Closed
Bug 631751
Opened 14 years ago
Closed 14 years ago
A saved html page is rendered improperly
Categories
(Core :: DOM: HTML Parser, defect)
Core
DOM: HTML Parser
Tracking
()
RESOLVED
FIXED
Tracking | Status | |
---|---|---|
blocking2.0 | --- | final+ |
People
(Reporter: bobbyalexphilip, Assigned: hsivonen)
References
()
Details
(Keywords: regression, Whiteboard: [softblocker])
Attachments
(4 files, 2 obsolete files)
49.16 KB,
text/html
|
Details | |
306.00 KB,
image/png
|
Details | |
247.21 KB,
image/png
|
Details | |
9.65 KB,
patch
|
bzbarsky
:
review+
bzbarsky
:
approval2.0+
|
Details | Diff | Splinter Review |
User-Agent: Mozilla/5.0 (Windows NT 6.1; WOW64; rv:2.0b10) Gecko/20100101 Firefox/4.0b10
Build Identifier: Mozilla/5.0 (Windows NT 6.1; WOW64; rv:2.0b10) Gecko/20100101 Firefox/4.0b10
I get a statement from my brokers as an html page. In firefox 4 its rendered improperly. The alignment is broken totally. Checked the same page in 3.6 as well as IE8, it is shown properly
Reproducible: Always
Steps to Reproduce:
Just use the attached HTML page
Actual Results:
See the screenshot1
Expected Results:
See the screenshot2
Reporter | ||
Comment 1•14 years ago
|
||
Reporter | ||
Comment 2•14 years ago
|
||
Reporter | ||
Comment 3•14 years ago
|
||
Assignee | ||
Comment 4•14 years ago
|
||
This is very odd. I'll look into this.
Assignee: nobody → hsivonen
Status: UNCONFIRMED → NEW
Ever confirmed: true
Assignee | ||
Updated•14 years ago
|
OS: Windows 7 → All
Hardware: x86 → All
![]() |
||
Comment 5•14 years ago
|
||
The file is UTF-16 encoded, with no BOM. It does have a <meta> saying so, but of course the <meta> prescan won't find that.

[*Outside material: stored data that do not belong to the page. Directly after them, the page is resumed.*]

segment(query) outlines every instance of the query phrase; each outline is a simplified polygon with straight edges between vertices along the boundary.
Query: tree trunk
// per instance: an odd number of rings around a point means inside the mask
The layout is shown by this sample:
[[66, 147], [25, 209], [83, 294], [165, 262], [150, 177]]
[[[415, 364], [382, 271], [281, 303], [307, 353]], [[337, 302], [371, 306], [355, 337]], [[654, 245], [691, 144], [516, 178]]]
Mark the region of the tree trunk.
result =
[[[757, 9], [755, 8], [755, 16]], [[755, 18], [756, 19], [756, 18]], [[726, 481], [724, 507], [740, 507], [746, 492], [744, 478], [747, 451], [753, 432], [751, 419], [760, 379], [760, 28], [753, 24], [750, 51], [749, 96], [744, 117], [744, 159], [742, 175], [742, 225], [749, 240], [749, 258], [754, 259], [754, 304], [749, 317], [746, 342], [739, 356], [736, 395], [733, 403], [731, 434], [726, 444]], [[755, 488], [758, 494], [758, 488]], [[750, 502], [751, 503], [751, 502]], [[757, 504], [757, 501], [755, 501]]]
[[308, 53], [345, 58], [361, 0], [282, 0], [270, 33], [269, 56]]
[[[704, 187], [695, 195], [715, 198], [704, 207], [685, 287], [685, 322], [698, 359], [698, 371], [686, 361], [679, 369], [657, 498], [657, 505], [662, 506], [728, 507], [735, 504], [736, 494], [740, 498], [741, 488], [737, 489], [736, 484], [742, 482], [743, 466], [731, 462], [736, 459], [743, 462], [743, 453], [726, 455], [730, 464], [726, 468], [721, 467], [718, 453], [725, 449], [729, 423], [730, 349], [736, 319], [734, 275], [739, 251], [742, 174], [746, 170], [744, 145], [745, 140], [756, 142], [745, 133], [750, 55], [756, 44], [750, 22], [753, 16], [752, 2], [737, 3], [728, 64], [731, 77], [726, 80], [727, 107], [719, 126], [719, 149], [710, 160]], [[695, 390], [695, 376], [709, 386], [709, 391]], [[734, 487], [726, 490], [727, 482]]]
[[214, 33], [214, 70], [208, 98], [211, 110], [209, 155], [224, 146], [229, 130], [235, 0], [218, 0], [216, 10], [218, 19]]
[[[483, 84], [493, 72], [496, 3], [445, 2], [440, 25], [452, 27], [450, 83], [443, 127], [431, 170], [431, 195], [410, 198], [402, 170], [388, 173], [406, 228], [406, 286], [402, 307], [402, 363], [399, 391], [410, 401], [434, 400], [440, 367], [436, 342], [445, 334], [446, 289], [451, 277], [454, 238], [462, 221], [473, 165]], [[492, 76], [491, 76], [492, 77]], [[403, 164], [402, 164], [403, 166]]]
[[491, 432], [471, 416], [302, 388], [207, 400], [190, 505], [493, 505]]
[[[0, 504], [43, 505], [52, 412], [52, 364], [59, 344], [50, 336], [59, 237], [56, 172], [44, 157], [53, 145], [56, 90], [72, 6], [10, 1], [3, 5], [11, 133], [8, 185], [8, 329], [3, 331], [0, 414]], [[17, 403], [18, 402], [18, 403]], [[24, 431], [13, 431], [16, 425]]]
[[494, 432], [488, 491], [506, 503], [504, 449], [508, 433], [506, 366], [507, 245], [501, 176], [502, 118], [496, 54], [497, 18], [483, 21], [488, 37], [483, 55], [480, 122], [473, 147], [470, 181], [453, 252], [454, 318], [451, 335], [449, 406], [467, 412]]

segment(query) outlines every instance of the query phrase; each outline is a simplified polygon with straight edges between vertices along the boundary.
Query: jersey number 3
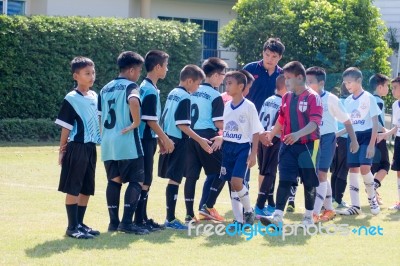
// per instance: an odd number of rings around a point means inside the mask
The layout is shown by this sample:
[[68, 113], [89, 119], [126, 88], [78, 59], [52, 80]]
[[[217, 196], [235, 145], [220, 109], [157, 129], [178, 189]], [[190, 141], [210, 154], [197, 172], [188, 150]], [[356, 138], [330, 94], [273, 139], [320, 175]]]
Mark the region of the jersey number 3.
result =
[[[115, 123], [117, 122], [117, 116], [115, 115], [114, 110], [115, 99], [111, 99], [108, 101], [108, 111], [107, 120], [104, 122], [104, 127], [107, 129], [112, 129], [115, 127]], [[109, 121], [110, 120], [110, 121]]]

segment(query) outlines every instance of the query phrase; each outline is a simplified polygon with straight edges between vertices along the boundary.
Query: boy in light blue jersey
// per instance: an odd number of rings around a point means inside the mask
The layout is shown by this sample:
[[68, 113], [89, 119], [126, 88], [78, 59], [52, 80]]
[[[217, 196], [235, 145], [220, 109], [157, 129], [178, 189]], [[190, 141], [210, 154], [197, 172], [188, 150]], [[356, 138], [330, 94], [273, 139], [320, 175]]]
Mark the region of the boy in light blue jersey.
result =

Henri, it looks like the HTML5 parser treats the page as UTF-8 whereas the old parser treated it as UTF-16LE...
blocking2.0: --- → ?
Keywords: regression
![]() |
||
Comment 6•14 years ago
|
||
Looks like the HTML5 spec's charset detection at http://www.whatwg.org/specs/web-apps/current-work/multipage/parsing.html#determining-the-character-encoding is just broken for BOM-less UTF-16 without a declared charset. We should use the weasel-room from step 7 to do something sane here.
The old parser had a bunch of code dealing with null bytes at file start, including looking for UCS-4 BOMs, looking for some combination of '<' and '\0' in the first 4 bytes, looking for UTF-16-encoded "<!" and "<?" and "<H" and "<h" in the first 4 bytes, etc.
I think we need something like that here too; certainly to handle this page correctly.
Comment 7•14 years ago
|
||
Shouldn't be too hard to craft wording for the prescan algorithm that looks for sequences like 00 3C 00 21 00 2D 00 2D, or the same in opposite endianness... http://tools.ietf.org/html/draft-abarth-mime-sniff would need updating too.
Assignee | ||
Comment 8•14 years ago
|
||
(In reply to comment #5)
> Henri, it looks like the HTML5 parser treats the page as UTF-8 whereas the old
> parser treated it as UTF-16LE...
IE9 PP7 treats this as UTF-8, too, but it seems to drop zero bytes before tokenizing, which isn't exactly safe, so let's not go there.
It's interesting to test what happens with BOMless UTF-16 that contains characters from outside the Basic Latin range. That is, the expectation is for the content to "break" if the test case here "works" only because zeros are dropped.
It turns out that neither IE6 nor IE9 PP7 (didn't test 7 and 8) sniffs UTF-16 in these cases (spot-checked loading from local disk in IE6, too):
http://hsivonen.iki.fi/test/moz/utf-16-russian-meta-quirks.htm
http://hsivonen.iki.fi/test/moz/utf-16-russian-meta.htm
http://hsivonen.iki.fi/test/moz/utf-16-russian-no-meta-quirks.htm
http://hsivonen.iki.fi/test/moz/utf-16-russian-no-meta.htm
Given that these pages don't "work" in IE, Chrome or Safari, I think this bug should be WONTFIXed. bz, is that OK given this evidence?
![]() |
||
Comment 9•14 years ago
|
||
I think that gives a really sucky user experience, though. And the pages do work with Opera and Firefox 3.x. They also "work" in IE for western users....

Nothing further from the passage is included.